Whiskey soon will flow from the stills at Mount Vernon, just as it did when George Washington operated one of the young nation’s largest distilling operations.
Starting March 31, Washington’s reconstructed distillery will be fired up. Mount Vernon will be the only place in the country showing the complete 18th-century distilling process, which starts with grain and ends with a powerful drink.
“No operating distillery from the 18th century exists in this country,” said Dennis Pogue, Mount Vernon’s associate director for preservation. “Washington’s whiskey distillery is the first in North America to be systematically excavated and reconstructed, so this is really uncharted territory.”
Washington started his distillery in early 1797 as a way to use some of the grain he was producing. The operation quickly took off and he soon had to purchase grain from other farms so he could produce more whiskey.
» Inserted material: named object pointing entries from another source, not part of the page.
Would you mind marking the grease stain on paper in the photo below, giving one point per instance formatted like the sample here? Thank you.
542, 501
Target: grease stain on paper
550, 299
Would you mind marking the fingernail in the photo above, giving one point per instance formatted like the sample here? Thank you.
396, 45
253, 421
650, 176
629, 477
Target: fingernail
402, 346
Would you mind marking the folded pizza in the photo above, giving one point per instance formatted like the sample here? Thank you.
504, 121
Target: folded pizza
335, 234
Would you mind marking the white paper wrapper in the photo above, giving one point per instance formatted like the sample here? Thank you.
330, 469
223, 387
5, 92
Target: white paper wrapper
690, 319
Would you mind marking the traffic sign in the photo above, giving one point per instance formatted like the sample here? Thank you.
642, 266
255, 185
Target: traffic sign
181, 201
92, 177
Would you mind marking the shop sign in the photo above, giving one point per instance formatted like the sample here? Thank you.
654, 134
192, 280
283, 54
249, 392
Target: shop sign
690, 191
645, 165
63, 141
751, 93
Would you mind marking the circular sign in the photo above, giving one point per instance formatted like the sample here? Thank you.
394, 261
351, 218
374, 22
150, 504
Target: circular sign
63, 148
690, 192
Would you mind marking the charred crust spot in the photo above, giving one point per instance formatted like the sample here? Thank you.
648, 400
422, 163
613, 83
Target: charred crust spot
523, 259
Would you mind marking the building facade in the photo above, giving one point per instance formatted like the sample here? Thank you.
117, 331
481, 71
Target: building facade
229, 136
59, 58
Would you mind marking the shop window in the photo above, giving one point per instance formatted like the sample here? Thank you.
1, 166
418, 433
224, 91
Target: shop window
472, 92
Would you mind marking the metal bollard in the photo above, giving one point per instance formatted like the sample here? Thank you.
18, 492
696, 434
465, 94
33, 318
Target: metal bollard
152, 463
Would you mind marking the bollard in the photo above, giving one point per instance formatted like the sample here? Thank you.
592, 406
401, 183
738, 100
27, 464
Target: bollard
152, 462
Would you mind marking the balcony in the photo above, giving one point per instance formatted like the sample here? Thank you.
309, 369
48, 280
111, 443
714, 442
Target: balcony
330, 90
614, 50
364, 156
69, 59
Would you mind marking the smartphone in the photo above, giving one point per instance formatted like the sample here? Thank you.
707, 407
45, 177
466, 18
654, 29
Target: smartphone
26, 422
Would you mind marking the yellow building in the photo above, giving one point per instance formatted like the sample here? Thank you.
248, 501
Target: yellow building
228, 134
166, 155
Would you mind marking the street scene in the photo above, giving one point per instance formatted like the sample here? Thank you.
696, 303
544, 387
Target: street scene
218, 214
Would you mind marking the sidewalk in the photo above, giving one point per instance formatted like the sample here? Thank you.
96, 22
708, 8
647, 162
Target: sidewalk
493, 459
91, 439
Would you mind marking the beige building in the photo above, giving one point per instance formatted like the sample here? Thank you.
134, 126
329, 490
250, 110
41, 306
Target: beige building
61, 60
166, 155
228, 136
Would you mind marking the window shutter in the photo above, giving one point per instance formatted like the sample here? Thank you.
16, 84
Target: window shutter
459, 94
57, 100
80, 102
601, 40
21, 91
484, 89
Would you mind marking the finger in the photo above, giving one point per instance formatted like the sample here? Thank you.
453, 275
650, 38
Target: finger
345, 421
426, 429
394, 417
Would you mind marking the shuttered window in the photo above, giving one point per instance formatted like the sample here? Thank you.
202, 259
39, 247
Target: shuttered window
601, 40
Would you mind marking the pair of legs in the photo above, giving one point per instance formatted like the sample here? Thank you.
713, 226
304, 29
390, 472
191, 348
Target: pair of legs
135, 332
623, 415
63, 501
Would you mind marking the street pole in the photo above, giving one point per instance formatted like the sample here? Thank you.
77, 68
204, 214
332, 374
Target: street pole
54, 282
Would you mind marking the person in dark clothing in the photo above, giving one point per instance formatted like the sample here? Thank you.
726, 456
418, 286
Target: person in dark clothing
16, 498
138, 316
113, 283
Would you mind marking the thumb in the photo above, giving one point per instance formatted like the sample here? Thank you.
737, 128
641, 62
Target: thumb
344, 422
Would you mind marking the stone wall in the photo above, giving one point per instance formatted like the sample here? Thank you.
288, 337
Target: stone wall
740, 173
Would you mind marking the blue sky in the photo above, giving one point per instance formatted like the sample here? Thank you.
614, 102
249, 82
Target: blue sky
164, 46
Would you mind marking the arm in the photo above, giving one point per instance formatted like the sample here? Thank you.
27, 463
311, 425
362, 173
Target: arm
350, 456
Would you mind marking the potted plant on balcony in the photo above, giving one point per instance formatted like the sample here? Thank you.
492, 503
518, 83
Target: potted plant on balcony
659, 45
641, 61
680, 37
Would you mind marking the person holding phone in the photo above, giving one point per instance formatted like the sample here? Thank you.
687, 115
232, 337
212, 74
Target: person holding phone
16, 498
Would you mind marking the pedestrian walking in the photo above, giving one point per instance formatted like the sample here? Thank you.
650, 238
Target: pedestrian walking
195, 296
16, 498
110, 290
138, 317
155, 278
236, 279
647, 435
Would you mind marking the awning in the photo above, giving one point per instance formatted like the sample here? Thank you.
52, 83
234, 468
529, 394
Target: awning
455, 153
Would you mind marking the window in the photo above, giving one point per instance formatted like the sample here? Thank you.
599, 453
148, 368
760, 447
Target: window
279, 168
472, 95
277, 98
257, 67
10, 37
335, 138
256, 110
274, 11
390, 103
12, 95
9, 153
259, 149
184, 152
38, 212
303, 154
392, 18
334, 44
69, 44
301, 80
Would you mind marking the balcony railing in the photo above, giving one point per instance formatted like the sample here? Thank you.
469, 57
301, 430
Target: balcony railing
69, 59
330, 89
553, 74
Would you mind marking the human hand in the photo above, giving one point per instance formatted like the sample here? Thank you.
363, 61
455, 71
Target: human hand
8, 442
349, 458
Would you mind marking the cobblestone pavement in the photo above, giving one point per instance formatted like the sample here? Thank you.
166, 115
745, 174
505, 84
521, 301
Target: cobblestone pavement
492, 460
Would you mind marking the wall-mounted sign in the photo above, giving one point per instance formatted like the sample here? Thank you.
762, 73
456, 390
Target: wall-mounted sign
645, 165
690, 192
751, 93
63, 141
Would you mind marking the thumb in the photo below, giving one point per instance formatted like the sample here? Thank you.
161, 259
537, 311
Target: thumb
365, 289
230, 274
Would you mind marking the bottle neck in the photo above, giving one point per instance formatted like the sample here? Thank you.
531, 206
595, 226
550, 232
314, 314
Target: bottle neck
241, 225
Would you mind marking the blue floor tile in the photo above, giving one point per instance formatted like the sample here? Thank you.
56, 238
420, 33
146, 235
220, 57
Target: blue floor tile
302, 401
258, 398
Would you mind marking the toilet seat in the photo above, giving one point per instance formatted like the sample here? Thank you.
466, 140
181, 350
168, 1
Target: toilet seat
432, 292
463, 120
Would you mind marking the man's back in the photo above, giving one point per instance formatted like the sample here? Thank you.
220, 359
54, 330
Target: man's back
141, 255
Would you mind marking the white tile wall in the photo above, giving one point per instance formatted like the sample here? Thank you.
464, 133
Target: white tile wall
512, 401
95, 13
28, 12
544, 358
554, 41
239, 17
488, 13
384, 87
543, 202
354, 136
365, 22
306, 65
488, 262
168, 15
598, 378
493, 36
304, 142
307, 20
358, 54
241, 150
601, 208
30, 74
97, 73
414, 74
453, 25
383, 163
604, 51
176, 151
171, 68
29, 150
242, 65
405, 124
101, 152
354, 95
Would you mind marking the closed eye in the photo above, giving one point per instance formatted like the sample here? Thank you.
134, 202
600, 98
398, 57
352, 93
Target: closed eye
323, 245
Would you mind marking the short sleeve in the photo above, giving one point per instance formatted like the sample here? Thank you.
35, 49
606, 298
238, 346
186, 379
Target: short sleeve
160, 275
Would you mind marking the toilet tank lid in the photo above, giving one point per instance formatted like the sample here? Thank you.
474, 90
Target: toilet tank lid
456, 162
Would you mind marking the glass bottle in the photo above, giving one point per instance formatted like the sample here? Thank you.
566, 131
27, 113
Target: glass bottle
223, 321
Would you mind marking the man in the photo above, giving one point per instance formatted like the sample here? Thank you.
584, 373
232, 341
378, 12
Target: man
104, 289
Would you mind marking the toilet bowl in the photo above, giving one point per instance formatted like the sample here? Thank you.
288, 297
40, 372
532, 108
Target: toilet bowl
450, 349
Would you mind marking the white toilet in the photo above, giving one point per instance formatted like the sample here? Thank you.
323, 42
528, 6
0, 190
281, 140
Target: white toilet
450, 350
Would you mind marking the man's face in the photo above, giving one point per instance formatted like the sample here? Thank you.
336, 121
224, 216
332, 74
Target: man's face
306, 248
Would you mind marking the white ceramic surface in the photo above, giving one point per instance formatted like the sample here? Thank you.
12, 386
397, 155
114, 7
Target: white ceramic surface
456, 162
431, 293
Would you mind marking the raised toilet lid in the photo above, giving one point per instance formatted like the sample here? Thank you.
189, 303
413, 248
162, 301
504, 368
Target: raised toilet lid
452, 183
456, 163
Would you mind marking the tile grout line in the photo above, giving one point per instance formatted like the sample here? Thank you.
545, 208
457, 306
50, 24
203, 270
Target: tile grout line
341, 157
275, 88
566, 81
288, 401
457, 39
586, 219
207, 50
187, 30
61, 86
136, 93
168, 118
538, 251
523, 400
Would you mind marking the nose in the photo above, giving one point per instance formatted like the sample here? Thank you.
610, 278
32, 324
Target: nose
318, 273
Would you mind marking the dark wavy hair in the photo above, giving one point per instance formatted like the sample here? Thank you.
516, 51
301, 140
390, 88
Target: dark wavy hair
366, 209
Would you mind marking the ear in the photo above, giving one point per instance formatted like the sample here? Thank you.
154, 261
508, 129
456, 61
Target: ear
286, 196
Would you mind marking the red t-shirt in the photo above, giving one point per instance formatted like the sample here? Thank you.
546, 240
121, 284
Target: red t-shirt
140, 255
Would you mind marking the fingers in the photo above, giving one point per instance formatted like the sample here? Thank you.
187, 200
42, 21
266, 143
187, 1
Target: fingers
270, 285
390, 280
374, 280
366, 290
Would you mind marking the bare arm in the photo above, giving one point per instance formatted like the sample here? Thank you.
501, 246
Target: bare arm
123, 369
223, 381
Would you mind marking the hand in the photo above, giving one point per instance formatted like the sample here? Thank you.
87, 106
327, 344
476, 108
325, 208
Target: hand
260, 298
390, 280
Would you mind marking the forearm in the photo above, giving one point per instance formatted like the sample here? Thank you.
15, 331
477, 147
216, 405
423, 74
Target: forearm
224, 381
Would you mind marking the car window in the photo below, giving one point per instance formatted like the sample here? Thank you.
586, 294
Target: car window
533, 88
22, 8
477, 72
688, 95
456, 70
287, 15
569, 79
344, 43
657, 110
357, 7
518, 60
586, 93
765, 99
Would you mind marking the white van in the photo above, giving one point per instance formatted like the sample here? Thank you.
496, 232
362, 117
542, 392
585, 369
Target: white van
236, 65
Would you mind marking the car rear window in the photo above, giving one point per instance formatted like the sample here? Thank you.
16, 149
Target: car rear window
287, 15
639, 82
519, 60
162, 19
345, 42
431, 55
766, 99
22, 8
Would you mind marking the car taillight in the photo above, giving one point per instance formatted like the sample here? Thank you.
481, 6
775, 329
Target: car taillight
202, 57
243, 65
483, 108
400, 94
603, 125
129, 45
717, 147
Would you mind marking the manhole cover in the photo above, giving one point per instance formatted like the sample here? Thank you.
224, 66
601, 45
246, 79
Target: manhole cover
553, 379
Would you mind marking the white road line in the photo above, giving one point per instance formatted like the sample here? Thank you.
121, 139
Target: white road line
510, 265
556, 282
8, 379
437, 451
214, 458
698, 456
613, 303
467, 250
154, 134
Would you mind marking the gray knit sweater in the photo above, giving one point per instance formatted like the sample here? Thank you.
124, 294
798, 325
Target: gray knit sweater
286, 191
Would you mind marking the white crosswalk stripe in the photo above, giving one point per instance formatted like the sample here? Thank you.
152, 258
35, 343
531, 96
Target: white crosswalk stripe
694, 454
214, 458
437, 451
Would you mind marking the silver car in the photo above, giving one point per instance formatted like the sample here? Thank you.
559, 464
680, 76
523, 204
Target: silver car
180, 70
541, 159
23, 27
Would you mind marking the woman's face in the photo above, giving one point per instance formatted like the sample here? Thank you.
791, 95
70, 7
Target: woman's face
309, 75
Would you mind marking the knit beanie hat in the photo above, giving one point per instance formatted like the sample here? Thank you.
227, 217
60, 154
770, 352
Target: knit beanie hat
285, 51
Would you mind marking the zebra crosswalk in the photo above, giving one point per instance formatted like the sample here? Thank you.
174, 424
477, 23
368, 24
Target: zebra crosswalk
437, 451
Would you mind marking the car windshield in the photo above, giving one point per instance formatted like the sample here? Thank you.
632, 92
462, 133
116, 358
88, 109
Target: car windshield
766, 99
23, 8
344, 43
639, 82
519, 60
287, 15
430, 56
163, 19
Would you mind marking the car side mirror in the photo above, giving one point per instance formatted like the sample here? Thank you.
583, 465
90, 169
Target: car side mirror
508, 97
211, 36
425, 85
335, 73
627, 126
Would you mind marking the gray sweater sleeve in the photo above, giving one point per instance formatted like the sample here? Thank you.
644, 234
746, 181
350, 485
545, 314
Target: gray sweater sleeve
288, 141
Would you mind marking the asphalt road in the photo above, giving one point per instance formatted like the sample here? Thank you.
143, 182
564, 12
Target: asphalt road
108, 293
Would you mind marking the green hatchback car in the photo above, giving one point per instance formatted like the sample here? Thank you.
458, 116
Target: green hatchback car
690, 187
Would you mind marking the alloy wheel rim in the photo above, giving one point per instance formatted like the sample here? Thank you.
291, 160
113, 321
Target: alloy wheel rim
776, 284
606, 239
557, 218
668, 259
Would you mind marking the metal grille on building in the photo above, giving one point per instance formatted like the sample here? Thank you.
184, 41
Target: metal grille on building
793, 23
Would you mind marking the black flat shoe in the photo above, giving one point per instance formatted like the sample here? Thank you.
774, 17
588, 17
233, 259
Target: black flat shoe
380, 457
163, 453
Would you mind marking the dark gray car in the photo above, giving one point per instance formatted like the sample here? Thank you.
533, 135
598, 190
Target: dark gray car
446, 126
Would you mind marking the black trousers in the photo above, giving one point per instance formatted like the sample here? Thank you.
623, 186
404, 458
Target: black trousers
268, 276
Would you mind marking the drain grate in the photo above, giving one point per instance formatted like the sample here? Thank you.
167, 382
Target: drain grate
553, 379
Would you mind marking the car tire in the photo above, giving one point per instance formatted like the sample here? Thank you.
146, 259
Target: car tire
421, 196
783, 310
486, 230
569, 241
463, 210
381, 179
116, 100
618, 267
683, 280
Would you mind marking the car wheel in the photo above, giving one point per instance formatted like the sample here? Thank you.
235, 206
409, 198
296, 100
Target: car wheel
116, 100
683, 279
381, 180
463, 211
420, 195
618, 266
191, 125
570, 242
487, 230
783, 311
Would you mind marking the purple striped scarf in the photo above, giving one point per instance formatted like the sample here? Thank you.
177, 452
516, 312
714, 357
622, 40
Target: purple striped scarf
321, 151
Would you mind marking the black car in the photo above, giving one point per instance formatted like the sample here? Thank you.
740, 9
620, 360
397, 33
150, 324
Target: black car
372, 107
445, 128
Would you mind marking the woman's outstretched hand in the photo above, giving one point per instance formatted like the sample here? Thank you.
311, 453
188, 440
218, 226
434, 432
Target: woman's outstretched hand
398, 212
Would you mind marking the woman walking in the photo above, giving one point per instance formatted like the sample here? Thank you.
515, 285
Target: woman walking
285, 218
“Two hundred gallons of whiskey will be ready this day for your call, and the sooner it is taken the better, as the demand is brisk,” he wrote a nephew in 1797.
The distillery hit its peak production in 1799, when 11,000 gallons of whiskey worth $7,500 were produced. In modern dollars, Washington’s profit from the distillery that year totaled $800,000.
“It was the most profitable economic venture at Mount Vernon,” said State Sen. Linda Puller, D-Fairfax, who successfully sponsored legislation this session permitting the sale of whiskey at the historical site. “Now we can go to Mount Vernon and have a toddy if we want.”
The two-story distillery also features a storage cellar with barrels, an office and two bedrooms where the site manager and assistant would have lived in Washington’s day. It sits on the site of Washington’s original distillery, which is near his famous gristmill about 3 miles from the Mount Vernon mansion.
Washington’s distillery will be a highlighted stop on the American Whiskey Trail, which runs through historical distilling sites in New York, Pennsylvania, Virginia, Kentucky and Tennessee.